Edited by Claire Lefebvre, Bernard Comrie and Henri Cohen
[Studies in Language Companion Series 144] 2013
► pp. 129–146
Unwritten language leaves no material traces, so whether or not a particular fossil hominid possessed language must be inferred from proxy evidence. This leaves a great deal of room for argument. My contention here is that the intimate feedback between language and symbolic cognition strongly implies that the possession of language may only be confidently inferred from the material products of symbolic minds. Such products include geometrical and realistic imagery, items of symbolic bodily adornment, highly complex multistage technologies, and even radical alterations in the tempo of change itself.
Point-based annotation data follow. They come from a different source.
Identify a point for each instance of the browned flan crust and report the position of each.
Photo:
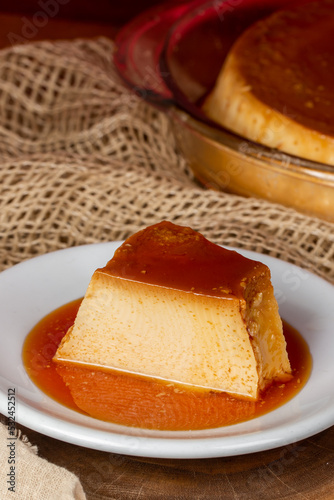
(285, 73)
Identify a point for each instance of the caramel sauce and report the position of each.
(179, 257)
(108, 396)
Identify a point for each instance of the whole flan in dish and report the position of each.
(172, 307)
(276, 86)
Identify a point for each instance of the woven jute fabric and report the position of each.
(84, 160)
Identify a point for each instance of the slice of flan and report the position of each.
(172, 306)
(276, 86)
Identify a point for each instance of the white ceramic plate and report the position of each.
(33, 288)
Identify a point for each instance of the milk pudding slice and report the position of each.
(170, 305)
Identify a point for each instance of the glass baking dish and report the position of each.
(171, 56)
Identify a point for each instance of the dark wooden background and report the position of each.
(106, 11)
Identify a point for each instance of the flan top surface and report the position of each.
(178, 257)
(288, 61)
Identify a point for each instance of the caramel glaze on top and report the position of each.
(178, 257)
(288, 61)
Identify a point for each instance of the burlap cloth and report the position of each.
(83, 160)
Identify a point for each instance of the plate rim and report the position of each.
(190, 444)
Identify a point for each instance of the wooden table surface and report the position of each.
(303, 470)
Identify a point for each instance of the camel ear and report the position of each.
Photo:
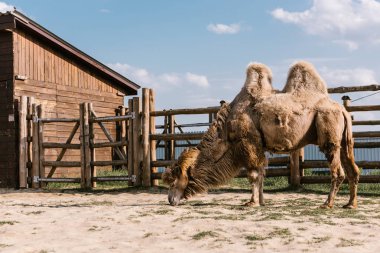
(189, 172)
(166, 176)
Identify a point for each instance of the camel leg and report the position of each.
(337, 176)
(256, 179)
(353, 173)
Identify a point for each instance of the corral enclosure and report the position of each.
(35, 62)
(59, 78)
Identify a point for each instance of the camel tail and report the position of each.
(348, 138)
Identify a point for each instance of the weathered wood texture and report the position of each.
(59, 84)
(8, 117)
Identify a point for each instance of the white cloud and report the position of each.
(198, 80)
(5, 7)
(161, 81)
(347, 77)
(104, 10)
(224, 29)
(346, 22)
(351, 45)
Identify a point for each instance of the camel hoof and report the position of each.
(350, 206)
(325, 206)
(251, 204)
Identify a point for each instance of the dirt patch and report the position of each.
(144, 222)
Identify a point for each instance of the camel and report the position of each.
(259, 120)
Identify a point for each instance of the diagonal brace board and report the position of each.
(63, 151)
(119, 152)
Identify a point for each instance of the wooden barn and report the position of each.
(34, 62)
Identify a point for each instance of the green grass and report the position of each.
(100, 185)
(8, 222)
(272, 184)
(204, 234)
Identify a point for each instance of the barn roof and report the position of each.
(16, 20)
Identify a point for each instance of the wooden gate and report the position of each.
(34, 147)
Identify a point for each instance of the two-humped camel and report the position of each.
(260, 120)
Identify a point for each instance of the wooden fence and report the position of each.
(292, 166)
(33, 146)
(136, 147)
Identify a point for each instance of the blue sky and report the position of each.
(194, 53)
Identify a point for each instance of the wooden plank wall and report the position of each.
(8, 135)
(61, 85)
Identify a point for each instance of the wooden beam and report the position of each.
(363, 108)
(152, 130)
(86, 145)
(35, 148)
(62, 163)
(63, 151)
(365, 122)
(83, 152)
(23, 170)
(30, 102)
(373, 87)
(92, 148)
(130, 142)
(61, 145)
(146, 181)
(108, 163)
(186, 111)
(366, 134)
(40, 113)
(169, 137)
(137, 141)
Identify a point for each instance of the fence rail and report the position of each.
(135, 148)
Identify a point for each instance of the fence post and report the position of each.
(40, 113)
(130, 142)
(295, 177)
(137, 141)
(30, 102)
(91, 140)
(23, 172)
(35, 147)
(85, 144)
(152, 130)
(172, 142)
(146, 175)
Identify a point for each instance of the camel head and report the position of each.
(179, 174)
(259, 79)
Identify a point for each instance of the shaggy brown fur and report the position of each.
(303, 77)
(258, 121)
(208, 165)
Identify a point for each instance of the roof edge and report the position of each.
(25, 22)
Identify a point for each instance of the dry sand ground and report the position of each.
(142, 221)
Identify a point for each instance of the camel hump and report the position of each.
(303, 76)
(259, 78)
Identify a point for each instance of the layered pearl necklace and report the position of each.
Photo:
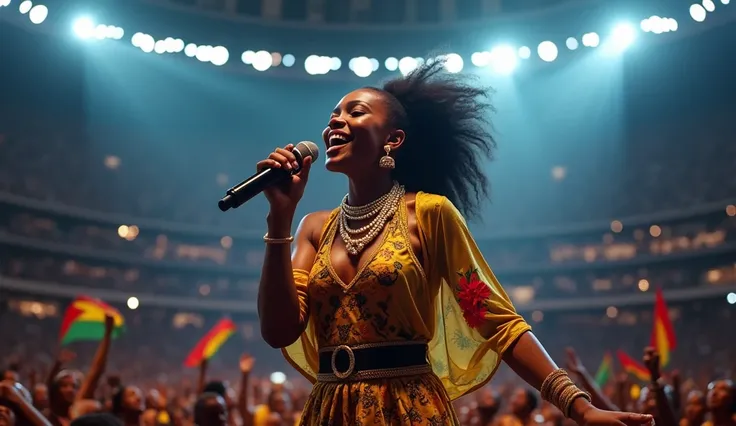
(380, 211)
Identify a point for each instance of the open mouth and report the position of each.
(337, 139)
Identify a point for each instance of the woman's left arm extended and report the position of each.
(491, 321)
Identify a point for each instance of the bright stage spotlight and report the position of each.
(84, 28)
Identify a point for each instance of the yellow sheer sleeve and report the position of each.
(475, 319)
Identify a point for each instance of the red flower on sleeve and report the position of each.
(472, 294)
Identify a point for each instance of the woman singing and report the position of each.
(386, 303)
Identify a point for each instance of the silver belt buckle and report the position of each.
(351, 365)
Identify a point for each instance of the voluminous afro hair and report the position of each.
(446, 119)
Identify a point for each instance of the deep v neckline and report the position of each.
(374, 252)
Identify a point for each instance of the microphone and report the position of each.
(254, 185)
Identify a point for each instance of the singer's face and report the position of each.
(356, 133)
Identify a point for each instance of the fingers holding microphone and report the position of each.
(287, 194)
(281, 177)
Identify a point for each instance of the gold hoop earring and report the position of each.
(386, 161)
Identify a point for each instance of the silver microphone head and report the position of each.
(306, 149)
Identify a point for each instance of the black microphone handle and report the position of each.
(249, 188)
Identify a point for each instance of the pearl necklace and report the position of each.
(379, 210)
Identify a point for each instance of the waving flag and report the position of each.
(211, 342)
(84, 319)
(605, 370)
(663, 334)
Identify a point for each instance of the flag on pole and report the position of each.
(211, 342)
(633, 367)
(663, 334)
(605, 370)
(84, 319)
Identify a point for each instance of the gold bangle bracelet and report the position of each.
(269, 240)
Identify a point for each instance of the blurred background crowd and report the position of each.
(121, 125)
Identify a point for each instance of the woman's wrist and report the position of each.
(279, 224)
(579, 407)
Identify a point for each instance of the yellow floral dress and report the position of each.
(454, 303)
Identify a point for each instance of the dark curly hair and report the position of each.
(446, 119)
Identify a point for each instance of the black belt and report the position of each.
(373, 360)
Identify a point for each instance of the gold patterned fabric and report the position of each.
(454, 302)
Evidence in these categories is known from African sites dating from the later Middle Stone Age, ca. 80 kyr ago, and possibly earlier. However, even the most ancient such sites considerably postdate the appearance in the same continent of Homo sapiens as an anatomically distinct entity, at some point around 200 kyr ago. The first anatomically modern people appear to have possessed behavioral repertoires not unlike those of contemporaneous nonsymbolic hominids such as Homo neanderthalensis, strongly suggesting (1) that symbolic cognition, and by extension language, were acquired by Homo sapiens well within its tenure, and (2) that at this point the anatomical structures necessary for producing modern speech had already been in existence for a considerable time, having been acquired initially in another context entirely. What is more, the neural substrate that permits symbolic thought was clearly already present, having presumably been acquired in the major developmental reorganization that gave rise to Homo sapiens as a distinct anatomical entity. The biology, after all, must have been in place to allow the behavior to be expressed. But the immediate impetus to the acquisition of symbolic thought appears necessarily to have been cultural rather than biological. Most likely, this stimulus was the invention of language, which, as an externalized attribute, could have spread with particular rapidity through a biologically enabled population.